In recent years, however, the peak oil story took on new facets such as rapidly increasing consumption of oil in Asia and producing countries, concentration of most production in the hands of a few governments, unstable world finances, rapidly increasing cost of production and a growing inability or unwillingness to export oil to other countries.
Of all the reasons that gas prices are going up, only the geologic constraint – “supplies are running out” – has an air of finality. There is nothing anybody can do about it.
Other constraints on unlimited oil flows sometimes called “above ground factors” carry with them the subtle implication that there is something that can and just might be done to set things right. A war on top of your oilfield? Stop it! Getting too expensive to produce the necessary oil? Invest more. Government failing to step up production? Change the government! You get the idea. Peaking of world oil production by definition implies that the oil age is on the way out. Almost any other reason for restricted oil flows implies there is a “fix” which will allow us to continue on for awhile without any great disruption.
For over 25 years now, nobody in America has had to think much about oil. It was cheap, hardly taxed at all (by European standards), and available in unlimited quantities. In the last few years, this has started to change with gasoline circa $3 a gallon, oil in the $90s and, thanks to the ethanol craze, food prices going through the roof. Our newspapers are starting to take notice.
The problem has become too big to ignore.
Three weeks ago the Wall Street Journal took a stab at explaining what was happening and came up with the notion that world oil production was only “plateauing,” not peaking. Plateauing carries the implication that life as we know it can go on for awhile. All the oil we import today will continue to be available and, if only the Chinese economy would stop growing so fast, all will be well.
Last Sunday, the New York Times came at the high gas price problem from a different direction – availability of imports. Drawing on the combined wisdom of no less than seven of their reporters strung out around the earth, the Times boldly concluded that “The economies of many big oil-exporting countries are growing so fast that their need for energy within their borders is crimping how much they can sell abroad.”

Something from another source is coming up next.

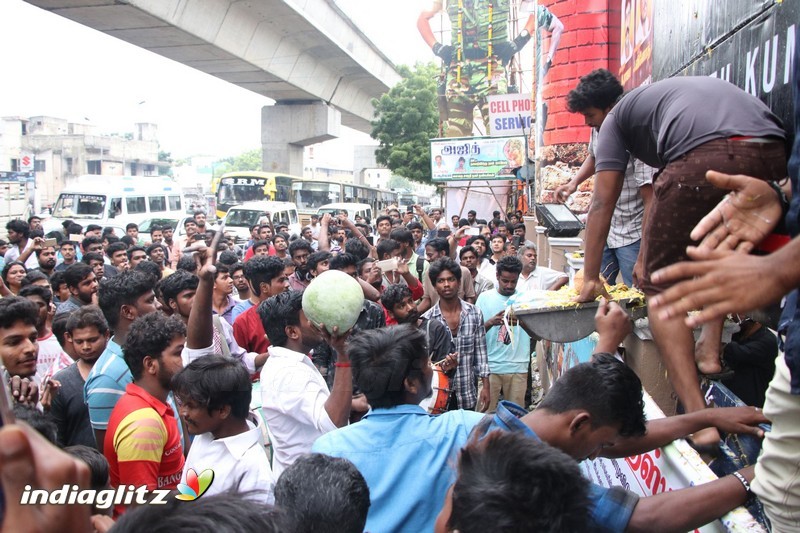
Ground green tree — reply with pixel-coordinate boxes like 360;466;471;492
372;63;439;183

The Times then told its readers some very scary stuff. “Experts say the sharp growth, if it continues, means several of the world’s most important suppliers may need to start importing oil within a decade to power all the new cars, houses and businesses they are buying and creating with their oil wealth.” I particularly like the “if it continues” clause which suggests that the Russians, Mexicans, Venezuelans, Iranians and all those incredibly rich Persian Gulf Arabs might just stop buying new cars, building themselves places to live, and buying flat screen TV’s so they can export their oil to their good friends in America instead.

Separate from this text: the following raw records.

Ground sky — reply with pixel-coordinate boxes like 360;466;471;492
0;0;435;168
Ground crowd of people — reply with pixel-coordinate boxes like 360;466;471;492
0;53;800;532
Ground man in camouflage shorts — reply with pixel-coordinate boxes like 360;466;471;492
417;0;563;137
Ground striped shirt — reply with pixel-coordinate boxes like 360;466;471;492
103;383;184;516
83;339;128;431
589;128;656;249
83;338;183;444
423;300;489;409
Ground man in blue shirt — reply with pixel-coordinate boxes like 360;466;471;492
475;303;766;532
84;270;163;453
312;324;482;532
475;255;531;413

After more scary talk about world oil exports dropping by 2.5 million barrels a day in the next three years and how a drop of this size could lead to major economic problems, the Times switches to a reassuring mode. “The trend, though increasingly important, does not necessarily mean there will be oil shortages. More likely, experts say, it will mean big market shifts, with the number of exporting countries shrinking and unconventional sources like Canadian tar sands becoming more important, especially for the United States. And there is likely to be more pressure to open areas now closed to oil production.”

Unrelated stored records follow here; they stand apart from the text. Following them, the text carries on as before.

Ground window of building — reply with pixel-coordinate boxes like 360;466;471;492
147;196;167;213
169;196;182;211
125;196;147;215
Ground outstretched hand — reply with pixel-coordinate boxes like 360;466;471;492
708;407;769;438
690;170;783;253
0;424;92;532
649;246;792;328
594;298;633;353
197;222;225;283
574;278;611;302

They even go so far as to suggest that an era of peace and friendship might just break out in the next few years. ”Greater political stability and increased drilling in some important oil states, notably Iraq, Iran and Venezuela, could help offset the rising demand from other oil exporters.”
After reassuring us that all is not necessarily lost, the Times concludes by reinforcing its basic point by saying “Internal oil consumption by the five biggest oil exporters — Saudi Arabia, Russia, Norway, Iran and the United Arab Emirates — grew 5.9 percent in 2006 over 2005, according to government data. Exports declined more than 3 percent. By contrast, oil demand is essentially flat in the United States. CIBC’s demand projections suggest that for many oil countries, including Saudi Arabia, Kuwait and Libya, internal oil demand will double in a decade.”
The Times and the Journal have taken a major step forward by admitting for essentially the first time in front-page stories that the U.S. is going to face a big problem in the next few years. Neither however has connected the dots.
Nowhere does the Times remind us that the U.S. is now importing two-thirds of its oil consumption each day and that a drop of a few percent in daily flow is likely to cause pandemonium at the pumps as it did back in the 1970’s. Neither paper has as yet mustered the editorial courage to discuss the 800-pound gorilla, oil depletion, which every year quietly eats away 4 or 5 percent of our oil supply – the life blood of modern civilization.
Until our major newspapers begin discussing in a frank and open manner what will soon be the first major crisis of the 21st Century, the U.S. Congress is doomed to empty posturing and debating energy red herrings. It is clear that most have no clue as to what is about to befall us.